The missus and I decided to do something a little different after hearing that a rental car would almost definitely be needed in order to see the island properly, and being on a limited budget and accommodation being pretty expensive, we hired a camper van. This would serve as our car and our accommodation all wrapped up in one. What a lag, not being the tiniest of human beings we certainly started off getting in each others way but before long we developed a system and we were slipping past each other with the ease and grace of ballerinas, albeit clumsy ones.   
It was by luck that we came across www.campingcarreunion.com whilst doing our research and that Catherine on the other side of the email address conversed perfect English. We arranged to take the camper van for seven nights, she would meet at us at St Denis’s Roland Garros airport to take us through the fine art of camper vanning.  The Boing 777 touched down just after 5 pm, after a really superb three hour fifty minute flight from Johannesburg on Air Austral, Reunion’s national carrier. Having flown a fair amount I feel the need to compliment the airline on putting on service the old fashion way, no cutting corners, great food and wonderfully presented, a little goodie bag despite the flight being so short and friendly crew. We were soon to discover the whole island had this “old” way of doing things, almost innocent in their ways. What an amazing place to visit.  

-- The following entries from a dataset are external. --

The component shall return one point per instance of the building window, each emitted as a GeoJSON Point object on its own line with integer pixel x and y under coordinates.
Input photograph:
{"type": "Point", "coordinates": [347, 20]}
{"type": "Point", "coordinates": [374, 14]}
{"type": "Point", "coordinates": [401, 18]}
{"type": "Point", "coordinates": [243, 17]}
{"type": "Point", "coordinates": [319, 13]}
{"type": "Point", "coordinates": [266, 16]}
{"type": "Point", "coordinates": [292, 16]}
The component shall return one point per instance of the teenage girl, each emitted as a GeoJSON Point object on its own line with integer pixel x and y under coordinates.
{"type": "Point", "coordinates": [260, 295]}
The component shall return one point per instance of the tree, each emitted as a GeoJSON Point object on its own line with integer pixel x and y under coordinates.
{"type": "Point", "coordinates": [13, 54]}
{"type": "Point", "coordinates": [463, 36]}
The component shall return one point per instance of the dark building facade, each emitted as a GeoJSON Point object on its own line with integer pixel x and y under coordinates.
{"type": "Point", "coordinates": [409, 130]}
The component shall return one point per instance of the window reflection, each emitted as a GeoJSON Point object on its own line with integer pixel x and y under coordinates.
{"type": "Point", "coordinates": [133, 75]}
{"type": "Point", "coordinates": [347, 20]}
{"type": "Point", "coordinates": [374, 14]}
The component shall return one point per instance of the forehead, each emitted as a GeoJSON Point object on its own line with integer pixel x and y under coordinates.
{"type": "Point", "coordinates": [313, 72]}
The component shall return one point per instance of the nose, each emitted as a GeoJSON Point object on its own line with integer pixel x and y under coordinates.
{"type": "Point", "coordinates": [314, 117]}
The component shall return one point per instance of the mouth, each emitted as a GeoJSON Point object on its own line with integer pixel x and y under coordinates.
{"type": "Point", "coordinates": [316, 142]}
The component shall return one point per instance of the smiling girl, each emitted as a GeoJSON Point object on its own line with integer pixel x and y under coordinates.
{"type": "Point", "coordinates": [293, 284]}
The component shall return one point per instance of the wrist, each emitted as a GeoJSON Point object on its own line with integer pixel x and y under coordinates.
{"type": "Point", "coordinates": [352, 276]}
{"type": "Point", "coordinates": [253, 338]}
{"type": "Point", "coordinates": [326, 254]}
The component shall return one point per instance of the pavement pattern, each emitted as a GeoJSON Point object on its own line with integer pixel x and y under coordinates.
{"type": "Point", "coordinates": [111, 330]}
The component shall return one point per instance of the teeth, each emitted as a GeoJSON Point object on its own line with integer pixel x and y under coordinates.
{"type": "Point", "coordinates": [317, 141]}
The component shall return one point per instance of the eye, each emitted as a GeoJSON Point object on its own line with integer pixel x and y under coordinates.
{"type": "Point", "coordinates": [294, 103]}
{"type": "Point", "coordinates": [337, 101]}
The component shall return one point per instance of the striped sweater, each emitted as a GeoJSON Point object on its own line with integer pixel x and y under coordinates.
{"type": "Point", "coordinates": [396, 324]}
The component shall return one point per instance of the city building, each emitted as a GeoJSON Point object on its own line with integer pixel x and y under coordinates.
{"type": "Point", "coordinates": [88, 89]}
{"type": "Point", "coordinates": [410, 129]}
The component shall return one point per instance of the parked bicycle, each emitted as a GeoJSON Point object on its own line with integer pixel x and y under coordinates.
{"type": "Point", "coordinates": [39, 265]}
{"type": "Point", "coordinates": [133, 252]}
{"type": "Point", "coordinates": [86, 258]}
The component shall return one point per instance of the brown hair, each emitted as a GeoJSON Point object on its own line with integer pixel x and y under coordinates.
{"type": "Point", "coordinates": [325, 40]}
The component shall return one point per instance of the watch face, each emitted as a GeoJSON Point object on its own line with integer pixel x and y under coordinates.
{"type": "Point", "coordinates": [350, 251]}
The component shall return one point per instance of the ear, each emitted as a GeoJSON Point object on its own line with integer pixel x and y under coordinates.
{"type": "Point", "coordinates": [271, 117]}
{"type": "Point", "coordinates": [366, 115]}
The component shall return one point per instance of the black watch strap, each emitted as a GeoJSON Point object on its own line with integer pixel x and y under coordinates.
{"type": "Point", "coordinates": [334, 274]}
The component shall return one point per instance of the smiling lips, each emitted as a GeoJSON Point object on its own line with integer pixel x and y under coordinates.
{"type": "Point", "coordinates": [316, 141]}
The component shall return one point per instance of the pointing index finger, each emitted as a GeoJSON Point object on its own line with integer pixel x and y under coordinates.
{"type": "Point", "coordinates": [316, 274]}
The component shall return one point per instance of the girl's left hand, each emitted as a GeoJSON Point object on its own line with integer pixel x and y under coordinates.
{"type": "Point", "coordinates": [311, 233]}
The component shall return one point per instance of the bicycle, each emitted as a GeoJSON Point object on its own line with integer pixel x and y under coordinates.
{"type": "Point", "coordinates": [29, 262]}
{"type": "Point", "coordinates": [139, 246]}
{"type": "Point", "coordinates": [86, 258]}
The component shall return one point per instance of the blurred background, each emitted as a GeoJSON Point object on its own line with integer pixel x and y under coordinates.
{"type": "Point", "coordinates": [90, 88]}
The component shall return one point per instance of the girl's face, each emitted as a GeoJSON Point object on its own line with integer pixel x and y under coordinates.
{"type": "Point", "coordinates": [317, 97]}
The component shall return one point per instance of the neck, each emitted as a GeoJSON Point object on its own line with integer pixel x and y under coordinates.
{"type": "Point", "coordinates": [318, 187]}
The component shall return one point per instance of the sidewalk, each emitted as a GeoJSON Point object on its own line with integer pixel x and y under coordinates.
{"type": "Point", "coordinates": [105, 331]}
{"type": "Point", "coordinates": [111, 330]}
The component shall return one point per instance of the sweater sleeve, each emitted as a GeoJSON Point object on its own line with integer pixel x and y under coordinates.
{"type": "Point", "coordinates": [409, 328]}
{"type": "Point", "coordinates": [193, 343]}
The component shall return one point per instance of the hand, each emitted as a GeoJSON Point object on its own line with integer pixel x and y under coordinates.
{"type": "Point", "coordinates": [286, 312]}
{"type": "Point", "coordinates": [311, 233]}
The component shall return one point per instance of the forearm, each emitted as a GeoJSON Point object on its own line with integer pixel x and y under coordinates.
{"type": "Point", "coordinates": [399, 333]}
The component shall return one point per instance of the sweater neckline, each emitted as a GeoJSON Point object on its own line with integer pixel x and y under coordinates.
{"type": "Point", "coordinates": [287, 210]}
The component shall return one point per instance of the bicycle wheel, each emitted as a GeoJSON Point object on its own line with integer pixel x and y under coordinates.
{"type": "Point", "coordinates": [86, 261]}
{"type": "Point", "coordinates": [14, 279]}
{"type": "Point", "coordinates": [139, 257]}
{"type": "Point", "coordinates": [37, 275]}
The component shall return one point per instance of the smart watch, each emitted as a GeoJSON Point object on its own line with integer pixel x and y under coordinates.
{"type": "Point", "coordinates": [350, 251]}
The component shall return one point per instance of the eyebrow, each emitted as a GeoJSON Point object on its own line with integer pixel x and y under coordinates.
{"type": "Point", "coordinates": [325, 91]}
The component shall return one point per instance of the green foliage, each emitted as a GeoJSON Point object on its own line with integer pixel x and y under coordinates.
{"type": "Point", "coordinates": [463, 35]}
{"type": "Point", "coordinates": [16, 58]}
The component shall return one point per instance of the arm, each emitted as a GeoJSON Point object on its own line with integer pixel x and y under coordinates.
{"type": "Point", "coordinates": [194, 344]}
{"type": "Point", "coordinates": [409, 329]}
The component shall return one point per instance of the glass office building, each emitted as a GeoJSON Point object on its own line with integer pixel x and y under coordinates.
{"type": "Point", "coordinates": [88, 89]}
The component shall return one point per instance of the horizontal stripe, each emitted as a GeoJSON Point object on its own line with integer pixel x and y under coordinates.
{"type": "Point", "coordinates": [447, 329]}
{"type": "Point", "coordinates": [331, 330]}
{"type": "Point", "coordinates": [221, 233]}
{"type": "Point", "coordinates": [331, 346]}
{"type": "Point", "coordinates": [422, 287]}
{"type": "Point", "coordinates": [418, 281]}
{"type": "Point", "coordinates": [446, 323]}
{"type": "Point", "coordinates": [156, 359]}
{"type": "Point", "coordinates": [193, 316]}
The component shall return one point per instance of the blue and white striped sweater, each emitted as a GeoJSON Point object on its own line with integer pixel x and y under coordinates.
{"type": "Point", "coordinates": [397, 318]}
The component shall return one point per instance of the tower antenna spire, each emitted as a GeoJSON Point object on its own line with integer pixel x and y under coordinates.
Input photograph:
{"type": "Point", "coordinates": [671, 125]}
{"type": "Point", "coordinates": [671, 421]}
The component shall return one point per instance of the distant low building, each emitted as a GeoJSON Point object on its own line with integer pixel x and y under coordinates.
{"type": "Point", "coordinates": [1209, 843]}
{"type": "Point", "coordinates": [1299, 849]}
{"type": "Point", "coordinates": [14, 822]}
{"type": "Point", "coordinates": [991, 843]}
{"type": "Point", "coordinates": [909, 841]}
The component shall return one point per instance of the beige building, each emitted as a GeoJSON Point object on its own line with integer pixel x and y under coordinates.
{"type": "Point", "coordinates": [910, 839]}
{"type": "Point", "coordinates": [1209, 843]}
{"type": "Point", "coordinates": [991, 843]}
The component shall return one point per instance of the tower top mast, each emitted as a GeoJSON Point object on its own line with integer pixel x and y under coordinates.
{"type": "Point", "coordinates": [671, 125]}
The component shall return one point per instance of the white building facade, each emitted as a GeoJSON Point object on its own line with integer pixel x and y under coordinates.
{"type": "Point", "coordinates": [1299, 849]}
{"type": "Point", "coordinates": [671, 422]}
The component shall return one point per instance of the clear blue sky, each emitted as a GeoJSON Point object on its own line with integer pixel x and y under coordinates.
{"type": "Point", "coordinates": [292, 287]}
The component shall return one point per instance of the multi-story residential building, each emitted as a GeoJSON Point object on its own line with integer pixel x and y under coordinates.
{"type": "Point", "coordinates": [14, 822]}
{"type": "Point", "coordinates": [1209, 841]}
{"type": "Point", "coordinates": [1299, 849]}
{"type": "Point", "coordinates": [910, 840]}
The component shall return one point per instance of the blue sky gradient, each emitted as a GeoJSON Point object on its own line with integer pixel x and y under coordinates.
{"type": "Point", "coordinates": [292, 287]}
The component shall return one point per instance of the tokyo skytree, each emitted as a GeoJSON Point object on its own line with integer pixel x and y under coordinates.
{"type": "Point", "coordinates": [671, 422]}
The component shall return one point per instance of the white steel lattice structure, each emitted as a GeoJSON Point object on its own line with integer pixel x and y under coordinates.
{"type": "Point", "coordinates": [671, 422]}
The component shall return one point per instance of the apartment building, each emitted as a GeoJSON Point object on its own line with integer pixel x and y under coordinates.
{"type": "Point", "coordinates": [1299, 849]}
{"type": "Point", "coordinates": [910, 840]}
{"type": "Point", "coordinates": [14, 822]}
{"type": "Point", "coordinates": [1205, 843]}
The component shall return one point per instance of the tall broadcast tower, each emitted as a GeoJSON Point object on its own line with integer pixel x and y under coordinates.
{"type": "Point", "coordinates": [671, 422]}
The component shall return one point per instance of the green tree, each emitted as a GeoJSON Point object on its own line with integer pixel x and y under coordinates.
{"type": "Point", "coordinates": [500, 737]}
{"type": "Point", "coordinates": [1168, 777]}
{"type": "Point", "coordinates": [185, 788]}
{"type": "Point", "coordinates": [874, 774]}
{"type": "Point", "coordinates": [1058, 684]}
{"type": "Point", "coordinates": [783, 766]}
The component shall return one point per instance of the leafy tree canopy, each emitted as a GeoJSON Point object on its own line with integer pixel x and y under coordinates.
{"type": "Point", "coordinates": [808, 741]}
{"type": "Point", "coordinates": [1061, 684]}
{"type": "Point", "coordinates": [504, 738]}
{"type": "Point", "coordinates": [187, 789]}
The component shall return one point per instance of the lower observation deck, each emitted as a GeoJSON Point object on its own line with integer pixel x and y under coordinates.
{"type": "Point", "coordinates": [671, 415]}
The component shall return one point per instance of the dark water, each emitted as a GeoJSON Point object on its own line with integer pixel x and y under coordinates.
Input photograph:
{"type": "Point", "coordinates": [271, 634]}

Catherine was there with her board welcoming us to the island, and due to it almost being dark she suggested going back to her house where she and her husband Serge would whip up a dinner for us, after which we could familiarise ourselves with our new mobile home whilst on their property, before a quick lesson and early start the next morning. What a good idea that turned out to be, were treated to our first Reunioniasse cari. A delicious mix of sausages and beans wonderfully spiced and served with rice. Serge could speak no English, so whilst Catherine was going through a suggested itinerary on the map, he was plying us with Rhum Arrange, his closely guarded, secret blend of home flavoured rums, just to make sure we felt completely at home under his roof.  Not only did we finalise an interesting route, we also had an incredible evening with wonderful hosts.
We were sent off the next morning, after toast and home made preserves, to conquer the island.  Now you need to remember it is a tiny island but don't let that fool you into thinking it is anything but dramatic, short distances can take quite some time. The van dropped nearly 1000 meters after breakfast from Catherine’s place to St Paul only about 15 kms and 15 hundred bends away. That first morning behind the wheel of a three-ton camper van, on the wrong side of the road, was I won’t lie, quite nerve wracking.  St. Paul has a wonderful market on a Friday morning, we stocked up on fresh bread, cheese and olives from the stalls before hitting the super market to purchase wine, beer and sundries to stock the fridge, all packed we set off down the coast. In Trou D’Eau we found a wooded parking lot on the edge of the ocean, pulled up the hand brake and set camp. There are no restrictions on Reunion, if you like the look of the parking lot, forest or roadside, stop and camp.  It felt a bit odd initially I but soon relaxed, a few Dodos later, as happy as Larry.  The beach upon which we arrived seemed to me to be quite a larney one, well to do looking homes, fit people and a beautiful little restaurant all neatly overlooking the natural coral reef protected beach. 
All the way from St. Paul down to L’Etang-Sale les Bains you can swim without fear of the sharks and currents that rule the waters around the island. This is due to a natural coral reef that keeps things like sharks and extreme currents out, it’s easily visible so you know when you are within it’s confines. Beaches that are not protected are well sign posted. 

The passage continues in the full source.